1. Karlaplansstudion; Sztokholm, Szwecja; 24 października 1963
Niegdyś krążyły plotki, że w latach 70. John Lennon przeszukiwał sklepy płytowe w Greenwich Village w poszukiwaniu nagrania tego zestawu ze Szwecji. Gdybyś chciał twierdzić, że to lepsze niż Dylan w Manchester Free Trade Hall czy The Who w Leeds, twój argument zasługiwałby przynajmniej na wysłuchanie. To jest pierwotne. Posiada finezję. Jest to najgłośniejszy rock & roll, jaki ktokolwiek kiedykolwiek nagrał do tego momentu. Występ był transmitowany przez Szwedzkie Radio Narodowe, więc zachowany dźwięk jest nieskazitelny, z mnóstwem grubych, skutecznych zniekształceń ze wzmacniaczy gitarowych. To był ich pierwszy koncert poza Anglią po zdobyciu sławy. Wrzeszczą nad początkiem „Money”, próbując zmusić Lennona do podniesienia intensywności wokalnej o kolejny szczebel.

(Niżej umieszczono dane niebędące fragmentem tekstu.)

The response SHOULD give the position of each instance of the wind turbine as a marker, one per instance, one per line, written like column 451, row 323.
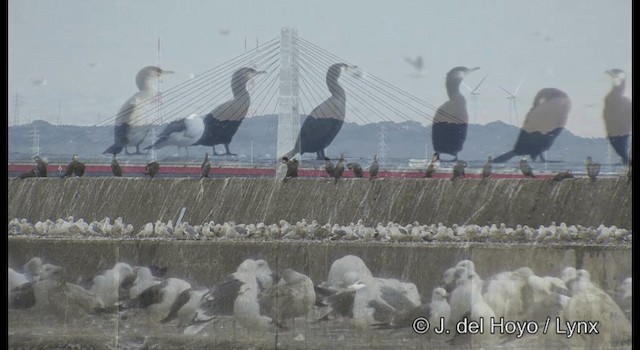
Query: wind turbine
column 475, row 94
column 512, row 100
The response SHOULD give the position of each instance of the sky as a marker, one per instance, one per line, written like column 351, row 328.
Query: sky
column 78, row 58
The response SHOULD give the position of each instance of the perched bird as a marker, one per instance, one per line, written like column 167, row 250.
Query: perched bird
column 617, row 115
column 325, row 121
column 593, row 169
column 458, row 170
column 221, row 124
column 487, row 168
column 293, row 296
column 356, row 168
column 292, row 167
column 75, row 167
column 374, row 168
column 328, row 166
column 433, row 165
column 449, row 130
column 115, row 167
column 526, row 169
column 563, row 175
column 205, row 168
column 182, row 132
column 130, row 128
column 544, row 122
column 41, row 166
column 337, row 172
column 152, row 169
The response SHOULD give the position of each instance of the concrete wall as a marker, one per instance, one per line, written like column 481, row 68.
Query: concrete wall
column 251, row 200
column 203, row 263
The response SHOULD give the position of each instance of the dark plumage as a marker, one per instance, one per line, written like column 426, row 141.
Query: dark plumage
column 593, row 169
column 152, row 169
column 617, row 115
column 487, row 168
column 205, row 168
column 374, row 168
column 526, row 169
column 41, row 166
column 328, row 166
column 325, row 121
column 75, row 167
column 356, row 168
column 458, row 170
column 337, row 172
column 131, row 127
column 115, row 167
column 544, row 122
column 433, row 165
column 563, row 175
column 449, row 130
column 222, row 123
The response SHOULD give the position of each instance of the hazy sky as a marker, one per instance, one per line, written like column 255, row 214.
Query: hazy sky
column 89, row 51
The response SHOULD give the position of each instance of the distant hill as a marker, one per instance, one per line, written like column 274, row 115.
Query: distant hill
column 403, row 140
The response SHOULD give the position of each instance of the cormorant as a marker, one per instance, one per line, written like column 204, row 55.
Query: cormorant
column 181, row 133
column 617, row 115
column 449, row 130
column 373, row 169
column 75, row 167
column 563, row 175
column 433, row 165
column 526, row 169
column 356, row 168
column 115, row 167
column 544, row 122
column 41, row 166
column 328, row 166
column 458, row 170
column 222, row 123
column 324, row 122
column 487, row 168
column 593, row 169
column 152, row 169
column 130, row 128
column 339, row 169
column 292, row 167
column 205, row 168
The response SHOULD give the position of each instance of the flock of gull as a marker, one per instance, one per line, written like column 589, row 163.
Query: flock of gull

Udaje mu się. Są nieskazitelnie zwarci w coverze „You Really Got a Hold on Me” Smoky Robinsona i Miraclesów, a zamykający album „Twist and Shout” daje popalić swojemu słynnemu studyjnemu odpowiednikowi. To zespół, który odkrywa, jak potężny może być, nawet gdy już wiedział, że jest cholernie potężny. Ale to tak jakby zdawali sobie sprawę, że są lepsi niż wiedzieli, że są, i to nie jest tak, że brakuje im pewności siebie. To jest jedno wspaniałe piekło dźwięku.

Dodaj komentarz

Twój adres e-mail nie zostanie opublikowany.